The Puja special issues of Bengali magazines have appeared at the market. The quality has deteriorated substantially now-a-days. The obvious reason is that a writer produces ten to twelve, if not more, articles for a bunch of magazines within a couple of months. With this kind of attitude towards literature, I don't know where the Bengali Puja literature is heading!
I read a short story of Tarapado Roy in one such Puja issues. It was just like his usual style, a nostalgic story based on real charecters and incidents with an undercurrent of bleeding memories of our divided past - Deshbhaag, or the division of the country.

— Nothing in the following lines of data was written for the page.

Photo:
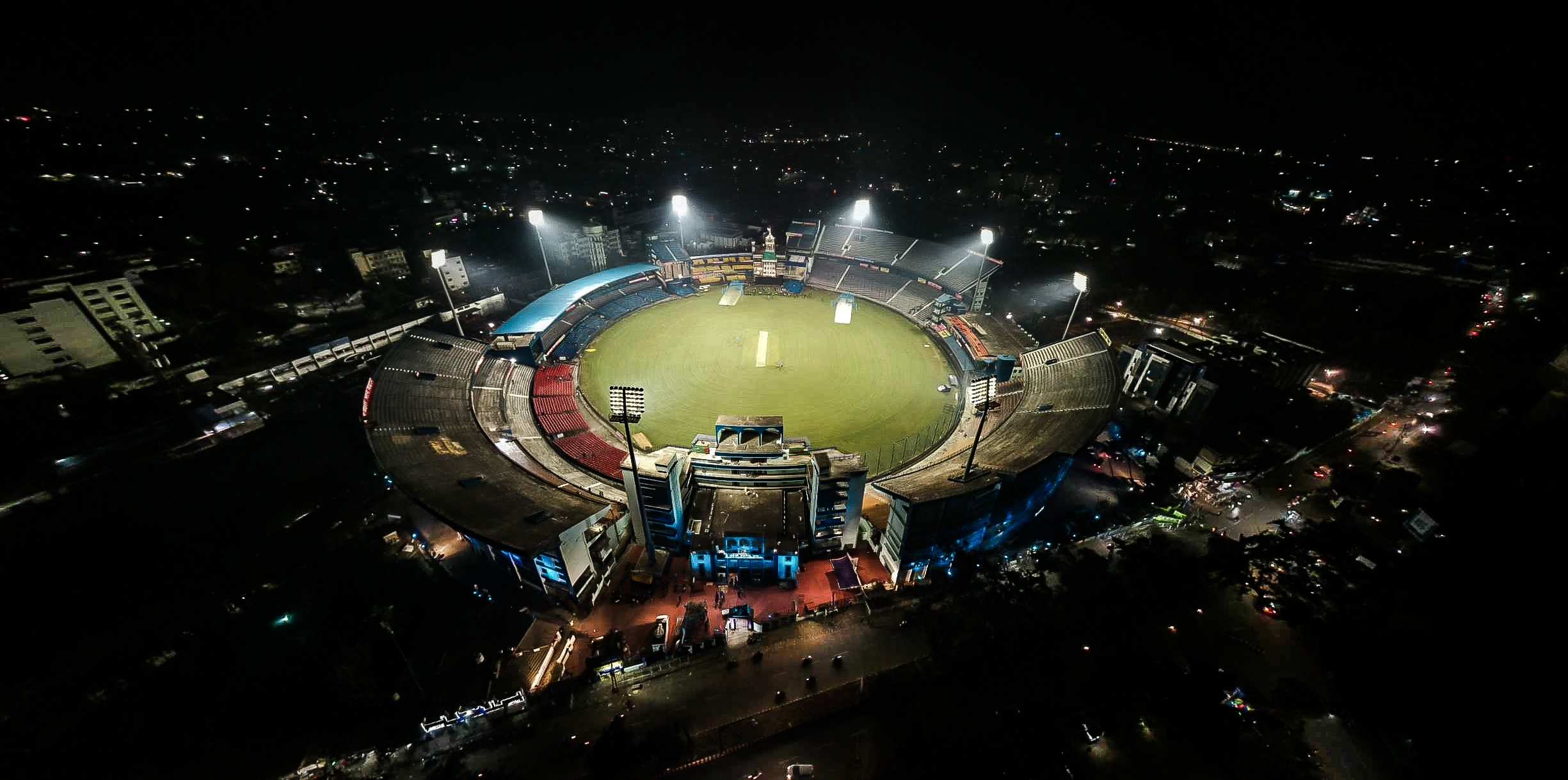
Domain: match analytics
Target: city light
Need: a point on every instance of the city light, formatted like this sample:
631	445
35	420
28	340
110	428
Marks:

Author's uncle-of-village-relation, Abinash kaka is a permament resident of US for a couple of decades now with his daughter. Earlier he used to write long letters to the author, now with the advent of technology he sends occasional emails. Each of his mails bears a request to bring something exotic dug up from memories; like an old plate Abinash kaka got as a gift in his childhood, or a certain fruit that is only available in murshlands of Bengal. Tarapado Roy whenever possible carries those things overseas when he goes to visit his son settled in a town near to Abinash kaka's place.
This time Abinash kaka has requested to bring some DhNeki shaak. The author carries a bunch of it with him but the vegetable perishes on its way to Abinash kaka. But later during the trip when he meets Abinash kaka, he is surprised to have the same vegetable on his meal. Abinash kaka's daughter has found the dhNeki shaak in the market somewhere in US. This is a very insignificant issue. But considering the emotional connection of dhNeki shaak with someone who has left his motherland long ago and again the availablity of that exotic vegetabe in globalized-market produces a contrasting optimism with the underlying nostalgia.
Life is made up of small and insignificant things. Only the one who has an eye and appreciation for those insignificant things can enjoy the life to its fullest.